A mobile malware named 'Agent Smith', which replaces installed apps with malicious versions without user's knowledge, has infected 25 million Android devices globally, including 15 million in India, claimed Check Point Research.
Check Point Research is the threat intelligence arm of cyber security solutions provider Check Point Software.
"Check Point Research has discovered a new variant of mobile malware that has quietly infected around 25 million devices, including 15 million mobile devices in India," it said in a statement.
Check Point said it has worked closely with Google and at the time of publishing of the report, no malicious apps remain on the Play Store.
Disguised as a Google-related application, the malware exploits known Android vulnerabilities and automatically replaces installed apps with malicious versions without users' knowledge or interaction, it added.
It said the malware mostly targeted Hindi, Arabic, Russian, Indonesian speaking users.
"So far, the primary victims are based in India though other Asian countries such as Pakistan and Bangladesh have also been impacted.
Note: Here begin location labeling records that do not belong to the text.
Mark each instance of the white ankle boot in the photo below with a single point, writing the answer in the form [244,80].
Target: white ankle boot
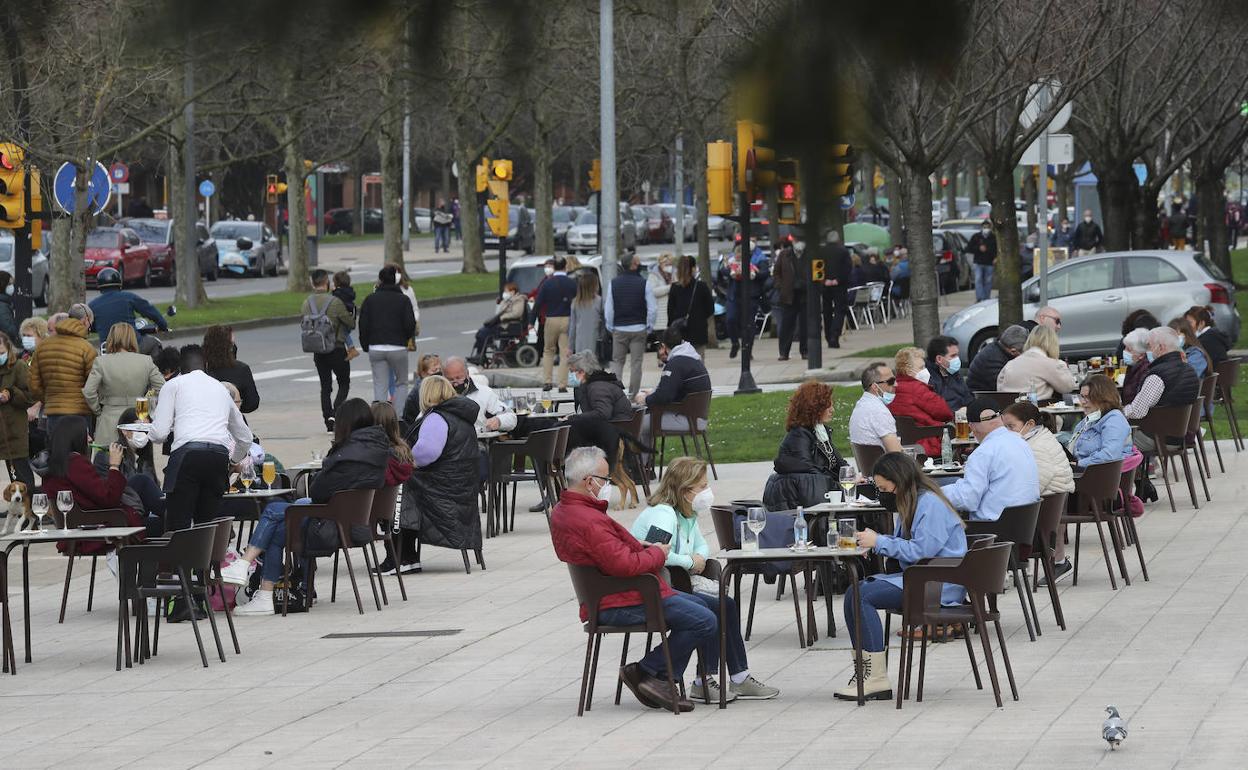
[875,679]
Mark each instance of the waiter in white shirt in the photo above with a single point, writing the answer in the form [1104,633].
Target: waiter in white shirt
[209,434]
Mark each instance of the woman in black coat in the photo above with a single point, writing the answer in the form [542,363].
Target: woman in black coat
[808,464]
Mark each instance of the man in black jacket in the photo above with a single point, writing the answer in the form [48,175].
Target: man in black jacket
[987,362]
[947,378]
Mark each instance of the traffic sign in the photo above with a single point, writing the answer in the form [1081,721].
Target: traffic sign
[97,187]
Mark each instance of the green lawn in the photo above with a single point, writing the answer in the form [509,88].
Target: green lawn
[277,305]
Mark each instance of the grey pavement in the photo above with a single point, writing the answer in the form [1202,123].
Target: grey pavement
[502,689]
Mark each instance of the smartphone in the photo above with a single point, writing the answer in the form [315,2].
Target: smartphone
[658,536]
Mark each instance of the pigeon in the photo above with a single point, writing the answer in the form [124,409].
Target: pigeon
[1113,730]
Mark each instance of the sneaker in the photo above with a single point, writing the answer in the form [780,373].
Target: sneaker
[753,689]
[710,690]
[261,604]
[1061,570]
[236,572]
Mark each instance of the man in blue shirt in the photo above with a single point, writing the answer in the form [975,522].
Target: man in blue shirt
[1000,473]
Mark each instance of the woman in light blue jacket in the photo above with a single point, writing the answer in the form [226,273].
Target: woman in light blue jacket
[927,527]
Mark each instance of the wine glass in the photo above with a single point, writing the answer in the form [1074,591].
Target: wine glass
[39,507]
[64,503]
[848,481]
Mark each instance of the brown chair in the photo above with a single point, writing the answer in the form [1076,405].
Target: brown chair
[694,407]
[982,572]
[74,519]
[1016,526]
[1095,489]
[590,585]
[1166,423]
[348,508]
[1228,377]
[1002,398]
[1048,528]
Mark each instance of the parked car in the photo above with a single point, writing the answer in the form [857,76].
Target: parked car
[1095,293]
[159,235]
[117,247]
[38,265]
[246,247]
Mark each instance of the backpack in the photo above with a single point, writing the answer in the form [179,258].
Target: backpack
[316,327]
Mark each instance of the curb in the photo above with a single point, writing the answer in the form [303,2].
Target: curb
[197,331]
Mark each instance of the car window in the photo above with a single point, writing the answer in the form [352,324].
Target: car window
[1146,271]
[1082,277]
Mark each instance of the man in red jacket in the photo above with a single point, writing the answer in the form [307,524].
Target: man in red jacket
[584,534]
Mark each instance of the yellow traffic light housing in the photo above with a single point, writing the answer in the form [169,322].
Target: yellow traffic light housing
[13,186]
[719,177]
[499,209]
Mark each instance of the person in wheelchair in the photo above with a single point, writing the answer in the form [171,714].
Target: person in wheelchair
[507,321]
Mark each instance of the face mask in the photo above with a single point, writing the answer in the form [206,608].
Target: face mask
[889,499]
[703,501]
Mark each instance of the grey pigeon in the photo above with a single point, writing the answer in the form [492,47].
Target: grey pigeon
[1113,730]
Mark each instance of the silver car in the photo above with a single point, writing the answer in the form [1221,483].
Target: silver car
[1096,293]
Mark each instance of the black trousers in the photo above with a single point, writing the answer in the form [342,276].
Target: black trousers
[327,367]
[201,478]
[793,320]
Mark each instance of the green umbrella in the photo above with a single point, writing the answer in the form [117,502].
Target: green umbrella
[865,232]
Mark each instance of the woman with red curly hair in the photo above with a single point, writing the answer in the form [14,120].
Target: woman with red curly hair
[808,463]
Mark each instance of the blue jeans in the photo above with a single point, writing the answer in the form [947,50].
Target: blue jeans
[693,624]
[982,282]
[270,537]
[876,595]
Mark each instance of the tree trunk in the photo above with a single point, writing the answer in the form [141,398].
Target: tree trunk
[924,295]
[469,217]
[1007,267]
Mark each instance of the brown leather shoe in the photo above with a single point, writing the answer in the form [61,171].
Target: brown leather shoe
[632,675]
[657,690]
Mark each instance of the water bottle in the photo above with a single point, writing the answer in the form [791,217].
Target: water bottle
[799,529]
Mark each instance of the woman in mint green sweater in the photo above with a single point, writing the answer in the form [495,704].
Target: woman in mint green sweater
[672,517]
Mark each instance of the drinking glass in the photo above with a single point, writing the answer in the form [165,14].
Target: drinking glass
[39,507]
[848,479]
[64,503]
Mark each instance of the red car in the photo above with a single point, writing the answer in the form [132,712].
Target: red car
[120,248]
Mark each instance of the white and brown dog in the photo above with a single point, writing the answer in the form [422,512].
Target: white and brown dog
[20,516]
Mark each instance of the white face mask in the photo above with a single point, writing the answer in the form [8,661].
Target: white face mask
[703,501]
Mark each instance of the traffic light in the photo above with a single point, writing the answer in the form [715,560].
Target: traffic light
[789,192]
[595,175]
[13,205]
[499,205]
[755,164]
[719,177]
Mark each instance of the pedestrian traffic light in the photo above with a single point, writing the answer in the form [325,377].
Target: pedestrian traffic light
[755,164]
[789,211]
[595,175]
[13,172]
[719,177]
[483,175]
[498,205]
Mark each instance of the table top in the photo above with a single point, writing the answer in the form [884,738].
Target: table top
[785,554]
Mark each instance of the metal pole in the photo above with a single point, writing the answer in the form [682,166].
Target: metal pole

There has also been a noticeable number of infected devices in the UK, Australia and the US," it added.
Check Point claimed that the malware - dubbed Agent Smith - currently uses its broad access to the devices' resources to show fraudulent ads for financial gain.
It warned that the malware could easily be used for "far more intrusive and harmful purposes such as banking credential theft and eavesdropping".
"The malware attacks user-installed applications silently, making it challenging for common Android users to combat such threats on their own," Jonathan Shimonovich, Head of Mobile Threat Detection Research at Check Point Software Technologies, said.
Users should only download apps from trusted app stores to mitigate the risk of infection as third-party app stores often lack the security measures required to block adware loaded apps, he suggested.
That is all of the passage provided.